Mi vacuna contra el contagio, allá por los ochenta, cuando el virus se extendía por aulas, katxis y lemas, fue cerebral. Por supuesto latía un impulso ético, pero ética tenemos todos y aquí eso nunca fue, ni es, un remedio suficiente. De modo que antes que el testimonio de las víctimas, entonces apenas sombra muda junto al ataúd, alimentó mi rechazo del terrorismo la propia cháchara de los verdugos. Escuchaba sus arengas bélicas en mítines, manis y conciertos, leía sus justificaciones en los medios afines, y aquel mejunje indigerible me curó para siempre. No sólo es que estuviera feo extorsionar, amenazar, secuestrar y matar; es que a poco que se reflexionara no había por dónde cogerlo. Para cuando llegaron los libros y documentales sobre los asesinados, ya me habían convencido, a la contra, las oníricas homilías de los pistoleros.

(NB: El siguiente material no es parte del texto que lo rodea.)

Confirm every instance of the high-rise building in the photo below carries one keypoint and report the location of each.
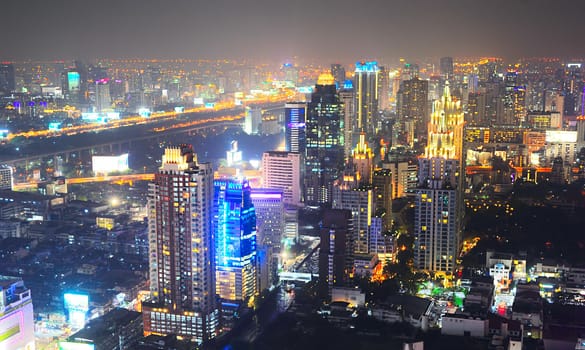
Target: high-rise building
(359, 200)
(282, 170)
(6, 177)
(363, 161)
(382, 185)
(16, 315)
(182, 251)
(234, 222)
(446, 66)
(347, 97)
(7, 78)
(270, 226)
(295, 114)
(252, 120)
(438, 201)
(325, 142)
(366, 82)
(412, 103)
(103, 101)
(338, 73)
(336, 253)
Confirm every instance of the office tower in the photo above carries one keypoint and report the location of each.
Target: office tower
(252, 120)
(438, 200)
(270, 227)
(446, 66)
(7, 78)
(383, 89)
(234, 222)
(291, 73)
(6, 179)
(182, 251)
(360, 201)
(363, 161)
(347, 97)
(580, 132)
(282, 170)
(382, 186)
(294, 117)
(233, 156)
(404, 174)
(336, 253)
(338, 73)
(412, 104)
(16, 315)
(103, 102)
(366, 89)
(325, 142)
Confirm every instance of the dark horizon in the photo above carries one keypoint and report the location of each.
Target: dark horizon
(277, 31)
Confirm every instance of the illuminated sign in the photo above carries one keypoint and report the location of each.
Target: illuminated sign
(108, 164)
(144, 112)
(67, 345)
(367, 67)
(78, 302)
(559, 136)
(73, 81)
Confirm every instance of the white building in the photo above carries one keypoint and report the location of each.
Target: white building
(281, 170)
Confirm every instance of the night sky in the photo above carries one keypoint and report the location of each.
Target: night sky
(275, 30)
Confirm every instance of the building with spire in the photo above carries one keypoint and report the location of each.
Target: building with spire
(438, 203)
(325, 141)
(181, 249)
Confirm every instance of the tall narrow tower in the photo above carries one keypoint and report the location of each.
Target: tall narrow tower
(438, 213)
(366, 88)
(182, 254)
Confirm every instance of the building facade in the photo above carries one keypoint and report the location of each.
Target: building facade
(182, 253)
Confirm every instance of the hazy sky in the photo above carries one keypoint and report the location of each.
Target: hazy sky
(321, 30)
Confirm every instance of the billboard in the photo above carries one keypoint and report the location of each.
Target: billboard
(109, 164)
(73, 81)
(68, 345)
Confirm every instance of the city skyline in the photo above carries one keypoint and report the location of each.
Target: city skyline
(281, 31)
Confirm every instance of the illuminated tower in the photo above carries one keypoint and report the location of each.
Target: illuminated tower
(366, 88)
(294, 116)
(234, 222)
(363, 160)
(182, 254)
(412, 103)
(325, 141)
(347, 97)
(438, 203)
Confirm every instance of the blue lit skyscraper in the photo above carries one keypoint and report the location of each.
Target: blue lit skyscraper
(294, 115)
(366, 89)
(324, 155)
(234, 220)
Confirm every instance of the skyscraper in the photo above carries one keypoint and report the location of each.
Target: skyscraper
(438, 203)
(295, 116)
(7, 78)
(325, 141)
(234, 222)
(182, 253)
(412, 103)
(282, 170)
(446, 66)
(347, 97)
(338, 73)
(366, 88)
(336, 253)
(16, 315)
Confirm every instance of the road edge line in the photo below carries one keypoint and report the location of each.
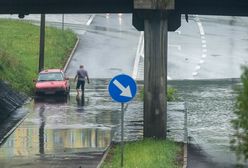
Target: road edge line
(90, 19)
(104, 156)
(185, 155)
(185, 145)
(71, 55)
(13, 129)
(137, 58)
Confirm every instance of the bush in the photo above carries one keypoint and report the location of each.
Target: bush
(19, 52)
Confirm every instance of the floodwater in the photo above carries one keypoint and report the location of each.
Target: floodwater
(76, 131)
(65, 132)
(210, 106)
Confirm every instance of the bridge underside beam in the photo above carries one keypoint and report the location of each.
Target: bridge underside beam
(65, 6)
(213, 7)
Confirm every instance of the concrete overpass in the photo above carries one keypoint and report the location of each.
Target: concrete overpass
(156, 18)
(205, 7)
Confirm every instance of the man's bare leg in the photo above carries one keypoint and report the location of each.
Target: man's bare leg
(77, 91)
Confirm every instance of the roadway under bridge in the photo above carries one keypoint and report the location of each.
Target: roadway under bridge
(206, 7)
(155, 18)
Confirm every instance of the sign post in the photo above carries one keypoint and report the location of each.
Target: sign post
(122, 88)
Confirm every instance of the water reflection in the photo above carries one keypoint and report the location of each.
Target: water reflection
(80, 100)
(31, 141)
(240, 123)
(41, 130)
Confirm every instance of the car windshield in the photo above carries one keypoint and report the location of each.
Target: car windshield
(53, 76)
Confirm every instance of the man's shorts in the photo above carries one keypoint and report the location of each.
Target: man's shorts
(80, 83)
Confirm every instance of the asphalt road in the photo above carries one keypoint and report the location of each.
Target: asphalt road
(107, 48)
(205, 48)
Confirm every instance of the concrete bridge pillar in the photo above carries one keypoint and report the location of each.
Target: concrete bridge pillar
(155, 79)
(152, 17)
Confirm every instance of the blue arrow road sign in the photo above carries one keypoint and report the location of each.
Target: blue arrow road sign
(122, 88)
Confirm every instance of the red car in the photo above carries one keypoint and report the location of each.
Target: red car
(51, 82)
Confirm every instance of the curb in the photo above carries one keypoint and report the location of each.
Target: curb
(71, 55)
(104, 156)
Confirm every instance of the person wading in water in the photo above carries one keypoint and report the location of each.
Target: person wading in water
(80, 77)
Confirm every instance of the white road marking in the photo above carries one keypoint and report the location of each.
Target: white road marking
(197, 67)
(178, 32)
(204, 45)
(201, 28)
(201, 61)
(195, 73)
(90, 19)
(179, 47)
(125, 91)
(138, 54)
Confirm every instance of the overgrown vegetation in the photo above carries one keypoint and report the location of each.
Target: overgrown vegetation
(171, 94)
(19, 51)
(240, 124)
(147, 153)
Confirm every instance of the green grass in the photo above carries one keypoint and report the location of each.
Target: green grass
(19, 51)
(147, 153)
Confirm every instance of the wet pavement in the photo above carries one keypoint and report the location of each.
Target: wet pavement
(205, 48)
(75, 132)
(210, 106)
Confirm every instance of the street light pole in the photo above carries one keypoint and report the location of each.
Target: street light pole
(42, 42)
(63, 21)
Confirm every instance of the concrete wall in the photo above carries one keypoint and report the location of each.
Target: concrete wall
(10, 100)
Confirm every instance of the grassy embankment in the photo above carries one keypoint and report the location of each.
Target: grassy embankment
(19, 51)
(148, 153)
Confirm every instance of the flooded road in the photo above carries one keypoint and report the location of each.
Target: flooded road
(210, 107)
(75, 132)
(62, 133)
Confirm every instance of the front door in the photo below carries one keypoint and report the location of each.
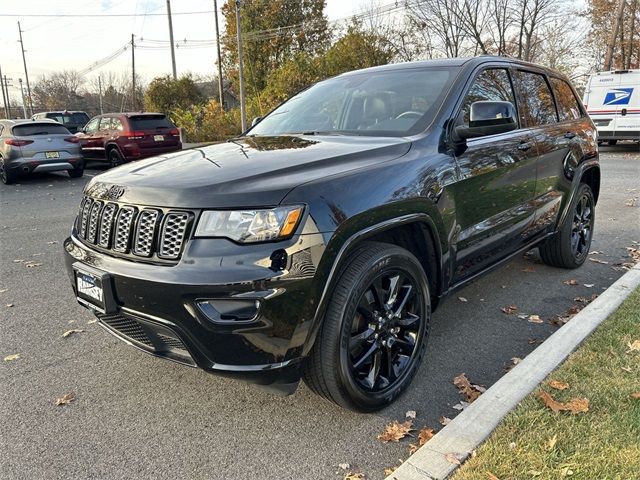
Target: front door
(495, 196)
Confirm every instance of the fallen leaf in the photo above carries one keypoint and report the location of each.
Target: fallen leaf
(396, 431)
(510, 309)
(597, 260)
(465, 387)
(452, 458)
(558, 385)
(72, 331)
(575, 406)
(66, 399)
(633, 346)
(354, 476)
(424, 435)
(444, 420)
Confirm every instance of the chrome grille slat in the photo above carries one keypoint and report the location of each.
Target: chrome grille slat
(174, 230)
(123, 229)
(94, 216)
(133, 231)
(145, 232)
(106, 224)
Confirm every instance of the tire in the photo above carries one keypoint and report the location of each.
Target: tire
(77, 172)
(7, 177)
(114, 157)
(569, 247)
(365, 356)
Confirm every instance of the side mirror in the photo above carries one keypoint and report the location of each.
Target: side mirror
(488, 118)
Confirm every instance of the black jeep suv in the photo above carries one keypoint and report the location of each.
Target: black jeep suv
(318, 243)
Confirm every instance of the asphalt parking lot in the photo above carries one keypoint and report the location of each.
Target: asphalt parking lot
(139, 417)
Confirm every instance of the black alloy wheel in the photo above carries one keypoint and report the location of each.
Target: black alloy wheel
(374, 331)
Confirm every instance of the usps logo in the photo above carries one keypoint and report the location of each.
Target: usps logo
(619, 96)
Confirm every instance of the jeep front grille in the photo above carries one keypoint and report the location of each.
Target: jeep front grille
(133, 231)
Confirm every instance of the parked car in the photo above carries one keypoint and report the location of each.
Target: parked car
(28, 146)
(612, 100)
(73, 120)
(318, 243)
(122, 137)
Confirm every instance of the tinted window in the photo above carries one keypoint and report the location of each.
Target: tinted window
(144, 122)
(92, 126)
(539, 108)
(39, 129)
(391, 102)
(492, 84)
(568, 107)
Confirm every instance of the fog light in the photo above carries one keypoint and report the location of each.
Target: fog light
(229, 311)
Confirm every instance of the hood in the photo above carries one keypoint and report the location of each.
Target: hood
(248, 172)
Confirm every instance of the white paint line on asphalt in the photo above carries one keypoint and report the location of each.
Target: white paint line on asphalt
(471, 427)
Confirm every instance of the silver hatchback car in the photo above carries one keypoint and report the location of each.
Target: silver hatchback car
(28, 146)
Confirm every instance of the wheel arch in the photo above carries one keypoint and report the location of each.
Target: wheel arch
(416, 233)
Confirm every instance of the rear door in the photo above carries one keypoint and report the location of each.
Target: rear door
(156, 131)
(494, 198)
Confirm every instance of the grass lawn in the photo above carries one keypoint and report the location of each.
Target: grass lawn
(533, 442)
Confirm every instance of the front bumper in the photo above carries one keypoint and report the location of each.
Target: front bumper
(159, 308)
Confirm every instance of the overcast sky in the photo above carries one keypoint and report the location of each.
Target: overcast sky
(57, 43)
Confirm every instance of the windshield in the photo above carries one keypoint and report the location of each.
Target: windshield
(385, 103)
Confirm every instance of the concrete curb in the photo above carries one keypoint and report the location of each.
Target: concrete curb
(471, 427)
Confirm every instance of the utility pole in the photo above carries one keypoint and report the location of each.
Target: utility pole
(24, 107)
(133, 74)
(243, 113)
(4, 96)
(173, 53)
(608, 59)
(100, 93)
(26, 73)
(220, 91)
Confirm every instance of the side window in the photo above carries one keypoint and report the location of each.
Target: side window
(92, 126)
(116, 124)
(568, 106)
(539, 108)
(492, 84)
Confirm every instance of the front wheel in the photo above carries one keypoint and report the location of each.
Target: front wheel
(569, 247)
(374, 332)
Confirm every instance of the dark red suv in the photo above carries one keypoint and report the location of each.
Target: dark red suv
(122, 137)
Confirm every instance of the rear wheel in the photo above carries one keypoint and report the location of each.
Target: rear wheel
(6, 176)
(115, 158)
(374, 332)
(570, 245)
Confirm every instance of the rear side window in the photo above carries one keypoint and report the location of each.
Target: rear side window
(31, 129)
(568, 107)
(144, 122)
(539, 108)
(492, 84)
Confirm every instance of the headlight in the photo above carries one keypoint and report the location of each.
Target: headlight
(248, 226)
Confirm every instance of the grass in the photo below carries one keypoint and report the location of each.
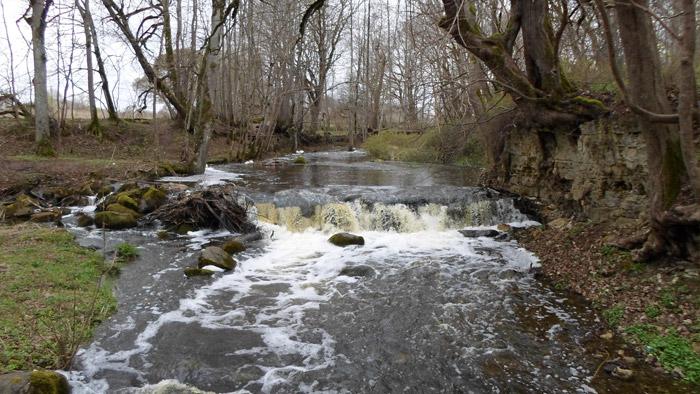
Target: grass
(449, 146)
(51, 297)
(671, 350)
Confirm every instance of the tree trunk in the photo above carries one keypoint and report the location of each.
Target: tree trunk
(686, 95)
(84, 10)
(647, 90)
(37, 21)
(101, 70)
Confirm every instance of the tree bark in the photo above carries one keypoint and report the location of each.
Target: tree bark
(647, 90)
(84, 10)
(42, 121)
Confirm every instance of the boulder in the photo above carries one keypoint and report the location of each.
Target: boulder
(122, 209)
(127, 201)
(357, 271)
(46, 216)
(346, 239)
(38, 382)
(217, 257)
(475, 233)
(114, 220)
(196, 271)
(151, 200)
(84, 220)
(234, 246)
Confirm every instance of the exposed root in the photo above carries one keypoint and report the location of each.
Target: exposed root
(215, 208)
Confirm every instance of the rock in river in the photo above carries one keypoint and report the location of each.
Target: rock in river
(217, 257)
(34, 382)
(357, 271)
(114, 220)
(195, 271)
(346, 239)
(234, 246)
(475, 233)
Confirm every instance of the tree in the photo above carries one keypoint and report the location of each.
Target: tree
(37, 21)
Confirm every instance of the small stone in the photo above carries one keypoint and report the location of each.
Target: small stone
(475, 233)
(217, 257)
(357, 271)
(234, 246)
(195, 271)
(84, 220)
(346, 239)
(623, 373)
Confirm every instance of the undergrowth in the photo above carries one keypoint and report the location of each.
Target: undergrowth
(52, 295)
(673, 352)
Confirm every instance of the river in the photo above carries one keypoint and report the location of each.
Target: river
(419, 308)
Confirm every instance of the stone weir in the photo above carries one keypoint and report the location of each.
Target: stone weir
(372, 208)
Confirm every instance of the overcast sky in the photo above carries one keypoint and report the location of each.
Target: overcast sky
(15, 34)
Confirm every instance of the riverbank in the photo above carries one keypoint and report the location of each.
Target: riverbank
(52, 294)
(654, 306)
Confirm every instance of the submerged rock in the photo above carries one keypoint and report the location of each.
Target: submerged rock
(217, 257)
(475, 233)
(114, 220)
(346, 239)
(151, 200)
(39, 382)
(196, 271)
(234, 246)
(84, 220)
(122, 209)
(46, 216)
(358, 271)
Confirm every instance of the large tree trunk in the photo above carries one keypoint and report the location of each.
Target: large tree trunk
(687, 97)
(84, 10)
(647, 90)
(101, 70)
(37, 21)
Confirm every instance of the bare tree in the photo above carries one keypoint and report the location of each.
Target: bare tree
(37, 20)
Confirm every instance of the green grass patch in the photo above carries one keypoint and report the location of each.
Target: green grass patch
(614, 315)
(671, 350)
(51, 297)
(445, 146)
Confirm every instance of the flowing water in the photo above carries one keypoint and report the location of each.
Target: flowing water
(419, 308)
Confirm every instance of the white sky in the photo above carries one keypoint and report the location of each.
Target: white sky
(122, 70)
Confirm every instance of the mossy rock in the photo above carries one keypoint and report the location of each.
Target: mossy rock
(46, 216)
(151, 200)
(127, 201)
(114, 220)
(48, 382)
(234, 246)
(346, 239)
(183, 228)
(217, 257)
(195, 271)
(84, 220)
(122, 209)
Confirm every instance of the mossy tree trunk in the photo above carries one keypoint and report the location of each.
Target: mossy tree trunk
(541, 91)
(647, 90)
(42, 121)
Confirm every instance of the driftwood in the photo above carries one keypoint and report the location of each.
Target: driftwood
(214, 208)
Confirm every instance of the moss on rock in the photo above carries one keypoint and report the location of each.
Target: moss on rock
(48, 382)
(114, 220)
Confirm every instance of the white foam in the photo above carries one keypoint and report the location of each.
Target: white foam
(210, 177)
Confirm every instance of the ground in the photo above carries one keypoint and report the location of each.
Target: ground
(52, 294)
(654, 305)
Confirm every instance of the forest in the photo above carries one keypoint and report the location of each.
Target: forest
(572, 127)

Por eso me parece absurda la idea de retirar una entrevista porque “blanquea el terrorismo”. Por un lado, se presupone que el autor alberga esa intención o, al menos, ese defecto, lo cual es mucho presuponer sin haberla visto. Por otro, se decide que su exhibición tendrá un efecto venenoso en el espectador, efecto que no alcanza a esa elite censora sin riesgo de contaminación. Y, por último, porque considero una especie en extinción, si alguna vez existió, esa que al oír hablar, en lugar de disparar, a un apologista del terror se diga: “Hostia, este tío lleva razón”. Más bien sucede lo contrario. Por desgracia, y así nos ha ido, había cierta épica atractiva en aquello de la lucha armada. Sin capuchas va quedando la nada, la dolorosa e interesante muestra de la nada.